How a discount calculator works
A discount is just a slice taken off a starting price. Whether you are checking a shop’s “25% off” sticker or trying to see how steep a clearance markdown really is, the arithmetic comes down to two small formulas. This calculator handles both directions for you and formats the money with your chosen currency, but it is worth knowing the maths so you can sanity-check any deal in your head.
The two formulas
If you know the original price and the percentage off, the sale price and saving are:
- Sale price:
sale = price × (1 − discount ÷ 100) - Amount saved:
saved = price × (discount ÷ 100)
If instead you know the original and the final sale price, the percentage off is:
- Discount %:
discount = (1 − sale ÷ price) × 100
A worked example
Suppose a pair of headphones is listed at $80 with a 25% off
banner. Plug that into the first formula: 80 × (1 − 25 ÷ 100) = 80 × 0.75 = $60.
The amount you save is 80 × 0.25 = $20. Now flip it around — you spot the same
headphones elsewhere for $60 down from $80 and want the
percentage: (1 − 60 ÷ 80) × 100 = (1 − 0.75) × 100 = 25%. Both views agree, which
is exactly the cross-check this tool gives you.

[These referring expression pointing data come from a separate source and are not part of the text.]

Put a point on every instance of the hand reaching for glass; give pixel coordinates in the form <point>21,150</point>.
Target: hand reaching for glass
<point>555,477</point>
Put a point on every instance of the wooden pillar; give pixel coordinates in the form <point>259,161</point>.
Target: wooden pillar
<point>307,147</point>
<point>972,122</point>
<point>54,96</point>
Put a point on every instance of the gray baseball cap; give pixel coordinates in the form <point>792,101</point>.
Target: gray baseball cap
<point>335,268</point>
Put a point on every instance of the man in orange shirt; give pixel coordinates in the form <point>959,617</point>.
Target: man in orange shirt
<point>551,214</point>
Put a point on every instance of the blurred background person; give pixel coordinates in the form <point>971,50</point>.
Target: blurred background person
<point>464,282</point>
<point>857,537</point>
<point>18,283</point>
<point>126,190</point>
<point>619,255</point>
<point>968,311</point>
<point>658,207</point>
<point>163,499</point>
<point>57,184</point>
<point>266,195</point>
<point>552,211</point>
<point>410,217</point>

Common discounts at a glance
| Discount | You pay (per $100) | You save (per $100) |
|---|---|---|
| 10% off | $90.00 | $10.00 |
| 15% off | $85.00 | $15.00 |
| 25% off | $75.00 | $25.00 |
| 33% off | $67.00 | $33.00 |
| 50% off | $50.00 | $50.00 |
| 70% off | $30.00 | $70.00 |
Two directions
Start from a percentage to find the price, or from two prices to find the percentage — switch with one tap.
Clean currency
Results are formatted with your browser’s Intl number formatter, so symbols and separators match your currency.
Pre-tax clarity
The maths stays on the listed price so it works anywhere; add your local sales tax or VAT to the result if needed.